JMY Investments profile picture
JMY Investments


  • Four biotech companies are pursuing the treatment of spinal cord injury with the use of stem cell transplantation.
  • Each company demonstrated efficacy in pre-clinical studies.
  • The race is in the early stages but InVivo Therapeutics is clearly leading the pack based on its strategic approach to accelerated HDE approval and initial trial results.

There are four small biotech companies vying to develop a new standard of care for spinal cord injury; InVivo Therapeutics (NASDAQ:NVIV), StemCells, Inc. (STEM), Neuralstem, Inc (CUR) and Asterias Biotherapeutics (AST). All four companies use some form of stem cell therapy as part of its overall therapeutic platform. What follows is a comparative analysis of each company.

Spinal Cord Injury Basics

First some spinal cord injury basics to set the foundation. As defined on the Mayo Clinic's website, "A spinal cord injury is damage to any part of the spinal cord or nerves at the end of the spinal canal -- often causing permanent changes in strength, sensation and other body functions below the site of the injury."

Spinal Cord Injury [SCI] comes in two types; complete injury, which means there is no function below the level of injury, and incomplete injury, which means there is some function below the level of injury.

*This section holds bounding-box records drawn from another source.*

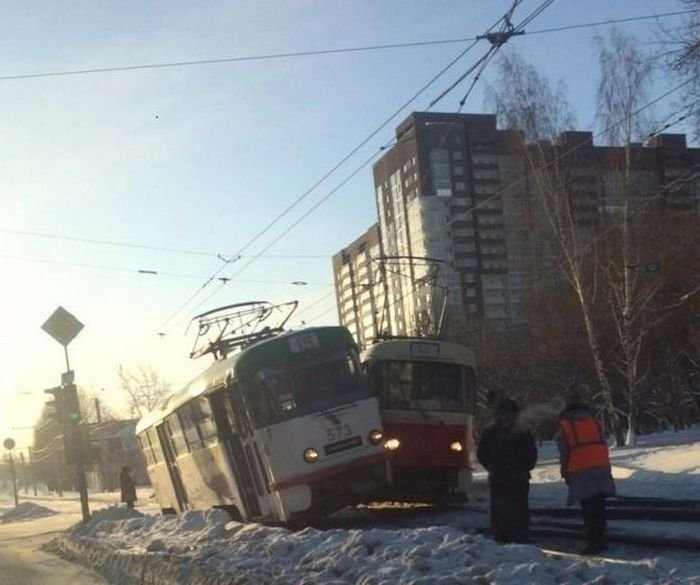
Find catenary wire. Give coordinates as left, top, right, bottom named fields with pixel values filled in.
left=0, top=8, right=700, bottom=258
left=0, top=8, right=700, bottom=81
left=171, top=0, right=554, bottom=325
left=0, top=254, right=333, bottom=286
left=154, top=0, right=520, bottom=331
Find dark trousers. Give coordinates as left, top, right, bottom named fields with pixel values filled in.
left=489, top=480, right=530, bottom=543
left=581, top=495, right=606, bottom=547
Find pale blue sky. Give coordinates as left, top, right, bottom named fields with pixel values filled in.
left=0, top=0, right=681, bottom=445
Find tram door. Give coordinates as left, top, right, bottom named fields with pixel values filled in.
left=211, top=386, right=261, bottom=518
left=156, top=421, right=187, bottom=512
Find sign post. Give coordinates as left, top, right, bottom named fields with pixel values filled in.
left=2, top=439, right=19, bottom=508
left=41, top=307, right=90, bottom=522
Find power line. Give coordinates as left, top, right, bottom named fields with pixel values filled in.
left=0, top=254, right=333, bottom=286
left=0, top=228, right=328, bottom=259
left=0, top=9, right=698, bottom=81
left=171, top=0, right=554, bottom=334
left=160, top=6, right=520, bottom=331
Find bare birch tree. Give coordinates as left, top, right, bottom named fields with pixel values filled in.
left=657, top=0, right=700, bottom=138
left=595, top=28, right=663, bottom=445
left=488, top=52, right=622, bottom=442
left=117, top=365, right=170, bottom=418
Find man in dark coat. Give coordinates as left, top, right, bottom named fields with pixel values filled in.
left=477, top=399, right=537, bottom=543
left=119, top=465, right=136, bottom=508
left=556, top=396, right=615, bottom=554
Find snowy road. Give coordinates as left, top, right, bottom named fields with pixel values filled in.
left=0, top=514, right=107, bottom=585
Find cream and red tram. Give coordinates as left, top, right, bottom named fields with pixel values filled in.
left=136, top=327, right=385, bottom=522
left=361, top=338, right=476, bottom=499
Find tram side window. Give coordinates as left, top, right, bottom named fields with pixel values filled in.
left=165, top=414, right=187, bottom=457
left=146, top=429, right=163, bottom=463
left=195, top=397, right=218, bottom=445
left=177, top=403, right=204, bottom=451
left=462, top=368, right=476, bottom=413
left=139, top=434, right=155, bottom=466
left=250, top=373, right=276, bottom=426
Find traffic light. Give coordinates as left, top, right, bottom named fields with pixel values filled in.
left=63, top=383, right=80, bottom=425
left=63, top=426, right=87, bottom=465
left=44, top=386, right=66, bottom=424
left=44, top=382, right=80, bottom=425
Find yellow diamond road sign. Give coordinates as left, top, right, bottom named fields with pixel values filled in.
left=41, top=307, right=83, bottom=345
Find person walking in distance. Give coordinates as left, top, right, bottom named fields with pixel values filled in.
left=119, top=465, right=136, bottom=508
left=477, top=398, right=537, bottom=544
left=556, top=396, right=615, bottom=555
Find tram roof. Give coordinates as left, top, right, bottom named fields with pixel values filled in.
left=136, top=326, right=356, bottom=434
left=362, top=337, right=476, bottom=367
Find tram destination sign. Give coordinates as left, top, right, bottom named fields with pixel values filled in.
left=41, top=307, right=84, bottom=346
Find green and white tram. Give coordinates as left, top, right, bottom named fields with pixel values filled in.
left=136, top=327, right=385, bottom=522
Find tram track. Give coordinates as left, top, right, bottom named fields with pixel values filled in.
left=313, top=497, right=700, bottom=554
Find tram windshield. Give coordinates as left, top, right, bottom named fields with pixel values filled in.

In order to get a better perspective of various injury types and where they occur, below is a graphical picture of the spine and the areas of the body that are influenced:

The standard for determining the extent and severity of a patient's spinal cord injury is the ASIA Impairment Scale (see below).

A muscle grade of 3, which is the key distinction between ASIA C and ASIA D, is active movement through full range of motion against gravity.

In an extensive study of thoracic and lumbar injuries, only 22.4% of thoracic (T4-T9) or thoracolumbar (T10-T12) spinal cord injury patients improved one or more ASIA levels. Only 4.1% of ASIA A thoracic/thoracolumbar patients showed neurologic improvements. As you would expect, thoracic patients had the least potential for neurologic improvement.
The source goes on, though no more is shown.